Visitors interact with Union prisoners of war.

Visitors hear the stories of Union prisoners of war.

NPS/Brad Stribling

The park holds a Living History Weekend once a year in March. During this event, living historians, and park staff share stories of United States prisoners, Confederate guards and civilians at Andersonville prison during the last months of the Civil War.

Living historians are volunteers who use historical clothing, accessories and living conditions to give impressions of the past. While modern citizens can never truly capture the brutal intensity of a Civil War prison, these individuals attempt to convey the sense of desperation, isolation, hopes and fears that define captivity. Youth volunteers also portray the heartbreaking youth of many prisoners of war.

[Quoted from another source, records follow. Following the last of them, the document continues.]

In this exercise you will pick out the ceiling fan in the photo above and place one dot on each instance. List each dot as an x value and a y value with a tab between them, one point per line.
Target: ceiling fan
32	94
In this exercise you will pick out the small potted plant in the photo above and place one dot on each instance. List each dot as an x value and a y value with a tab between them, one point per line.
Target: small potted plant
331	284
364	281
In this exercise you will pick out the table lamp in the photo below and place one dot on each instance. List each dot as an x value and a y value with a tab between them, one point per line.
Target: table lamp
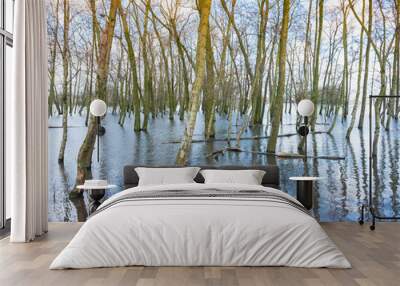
98	108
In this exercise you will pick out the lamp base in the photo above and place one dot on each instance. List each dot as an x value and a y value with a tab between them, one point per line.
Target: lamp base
101	131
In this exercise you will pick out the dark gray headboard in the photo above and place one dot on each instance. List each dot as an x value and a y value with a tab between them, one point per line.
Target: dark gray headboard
270	179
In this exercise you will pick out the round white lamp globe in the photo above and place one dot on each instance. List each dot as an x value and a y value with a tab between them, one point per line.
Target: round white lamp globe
98	108
305	107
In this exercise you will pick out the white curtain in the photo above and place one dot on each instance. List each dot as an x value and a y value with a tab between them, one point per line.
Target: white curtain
26	117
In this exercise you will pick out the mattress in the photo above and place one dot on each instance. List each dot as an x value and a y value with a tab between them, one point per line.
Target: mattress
201	225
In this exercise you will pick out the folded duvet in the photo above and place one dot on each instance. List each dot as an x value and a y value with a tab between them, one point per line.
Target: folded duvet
201	225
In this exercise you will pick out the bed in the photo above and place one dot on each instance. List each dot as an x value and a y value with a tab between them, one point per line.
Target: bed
199	224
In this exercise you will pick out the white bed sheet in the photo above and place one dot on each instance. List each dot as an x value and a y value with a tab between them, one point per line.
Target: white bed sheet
200	232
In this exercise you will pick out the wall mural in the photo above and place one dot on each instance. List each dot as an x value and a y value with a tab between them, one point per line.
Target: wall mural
219	83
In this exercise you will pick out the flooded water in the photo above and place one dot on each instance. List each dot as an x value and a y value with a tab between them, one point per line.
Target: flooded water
338	195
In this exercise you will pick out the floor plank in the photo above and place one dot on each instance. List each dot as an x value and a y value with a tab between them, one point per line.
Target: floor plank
375	257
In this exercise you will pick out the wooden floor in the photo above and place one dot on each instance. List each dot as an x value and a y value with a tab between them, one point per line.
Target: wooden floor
375	257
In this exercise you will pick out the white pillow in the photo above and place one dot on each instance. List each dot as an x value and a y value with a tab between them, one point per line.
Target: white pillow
248	177
166	176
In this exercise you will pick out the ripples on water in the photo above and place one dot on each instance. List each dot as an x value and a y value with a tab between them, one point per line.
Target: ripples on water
337	198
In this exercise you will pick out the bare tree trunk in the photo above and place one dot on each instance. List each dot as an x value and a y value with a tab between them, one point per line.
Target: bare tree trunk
315	90
52	100
209	91
86	150
204	9
133	68
65	57
278	101
360	62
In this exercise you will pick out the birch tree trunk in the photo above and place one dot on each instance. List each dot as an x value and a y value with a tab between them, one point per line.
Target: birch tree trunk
64	99
315	89
133	68
204	10
360	62
106	39
366	67
278	101
209	91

Each living history weekend strives to present different aspects of the prison experience. Weekends can also feature guest speakers and on-site programs about the use of artillery at a prison, the role of Catholic priests or Masons in aiding the prisoners, and the complex views held by Southern civilian women on the condition of Yankee prisoners. Living historians offer a valuable opportunity for families to discuss with kids about the causes and effects of the Civil War, and that not all soldiers perished in battles and that each soldier possessed the power to end or save lives. Prison life offers many chances to consider the burden of following orders and the opportunities for mercy or murder during war.